My anxiety manifested as claustrophobia and hyperventaling. I felt like the walls were closing in on me, that I had to escape from wherever I was, that I was being smothered and couldn’t breathe.
I found spending time outdoors (lucky it is summertime) whether walking or reading helpful during this time, talking to friends is also great. Also meditation and deep breathing can help with anxiety (unfortunately for me, because I was hyperventilating, I was not able to deep breathe).
I don’t know how your anxiety manifests itself, but if it gets worse or you feel overwhelmed, perhaps a visit to your doctor would help.
Hope this helps, keep working the 30DSS program, it really does help and life really is better in sobriety. Cheers.
August 15, 2016 at 7:04 am #13097
Hi Cynthia H, thank you for your answer!
Today is day 24 of sobriety, it’s getting better! Whenever I feel anxiety it’s as if my chest is crushed by a giant standing on me! But it tends to get better and better everyday. I’m pleased to ear that by week 4 you got it all resolved. I really feel an improvement. I did stop drinking because I could relate that drinking GAVE me anxiety and blueness episodes. In the last weeks I had to reduce my running training because of an injury, so that is also a cause for anxiety for me. Running makes me feel so good in many ways. It empowers me and it frees my mind. I think I can get back to it now, since my foot is getting better.

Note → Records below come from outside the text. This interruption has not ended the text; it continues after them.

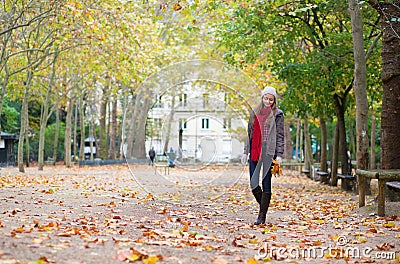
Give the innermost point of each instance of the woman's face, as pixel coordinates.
(268, 100)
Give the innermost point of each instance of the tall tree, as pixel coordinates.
(360, 85)
(390, 121)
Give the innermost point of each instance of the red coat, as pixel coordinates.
(256, 143)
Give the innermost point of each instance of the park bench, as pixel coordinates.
(306, 170)
(324, 176)
(49, 161)
(161, 161)
(383, 176)
(349, 181)
(393, 191)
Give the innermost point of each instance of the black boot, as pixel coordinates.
(264, 204)
(257, 192)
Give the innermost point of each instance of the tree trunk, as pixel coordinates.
(45, 114)
(298, 129)
(75, 132)
(82, 123)
(288, 141)
(335, 156)
(324, 137)
(170, 119)
(122, 141)
(139, 149)
(3, 90)
(307, 145)
(132, 126)
(102, 148)
(56, 132)
(390, 121)
(24, 123)
(372, 163)
(360, 86)
(113, 130)
(68, 136)
(340, 109)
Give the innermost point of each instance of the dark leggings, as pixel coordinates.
(255, 176)
(255, 169)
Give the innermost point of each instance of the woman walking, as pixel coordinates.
(265, 142)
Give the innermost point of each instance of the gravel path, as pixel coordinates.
(120, 214)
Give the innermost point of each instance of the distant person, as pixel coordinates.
(152, 155)
(265, 142)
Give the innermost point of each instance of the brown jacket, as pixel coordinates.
(276, 145)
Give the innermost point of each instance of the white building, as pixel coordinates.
(207, 124)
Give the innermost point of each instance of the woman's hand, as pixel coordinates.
(244, 159)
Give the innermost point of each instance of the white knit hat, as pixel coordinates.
(270, 90)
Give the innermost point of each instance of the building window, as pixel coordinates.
(227, 123)
(158, 104)
(226, 99)
(206, 100)
(227, 147)
(183, 99)
(205, 123)
(182, 123)
(158, 123)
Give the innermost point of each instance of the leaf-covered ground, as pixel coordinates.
(132, 214)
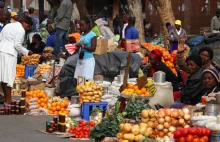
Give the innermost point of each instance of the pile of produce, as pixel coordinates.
(148, 90)
(76, 36)
(194, 134)
(43, 68)
(20, 70)
(31, 60)
(90, 92)
(167, 57)
(82, 130)
(48, 52)
(165, 121)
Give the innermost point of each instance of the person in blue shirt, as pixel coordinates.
(131, 32)
(87, 45)
(51, 39)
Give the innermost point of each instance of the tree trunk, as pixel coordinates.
(135, 8)
(165, 12)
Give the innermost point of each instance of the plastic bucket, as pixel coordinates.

Wow! More than 70 days sober! Good job!! Are you planning to stay sober or you will try “normal” drinking? I don’t know yet what will be my plan about it, but I feel like sobriety is just a fabulous journey and for now on, I love it!
August 15, 2016 at 10:49 am #13104Participant
Hi namastenick y:
Congrats on day 24, that is such an accomplishment.
Drinking did not cause me anxiety but it certainly made me chronically depressed and fuzzy brained thinking. I think you are right that some more of your anxiety will lift when you start running again. I’m lucky I live nearby nature walks ’cause when I take a nice long walk I feel stress free afterwards.
My hope is to be sober for life because I cannot do normal drinking like some folks can. It took me a long time to be honest with myself about my drinking. For years I was in denial and thought that I could drink socially and that my drinking was not that bad. For me, alcohol is a poison that I need to stay way from. However, I know this is not the same for everyone. Some of my friends are social drinker and alcohol does not negatively affect their lives. We all have to look honestly and deeply into ourselves and decide what is best for us, no one can tell us that.
In the past even those few times I was able to limit my drinking to a few drinks a day, I still felt depressed, hungover and sick. Now after just a couple months sober I feel so much physically and mentally better and able to cope with current challenges and issues that I am 100% committed to staying sober.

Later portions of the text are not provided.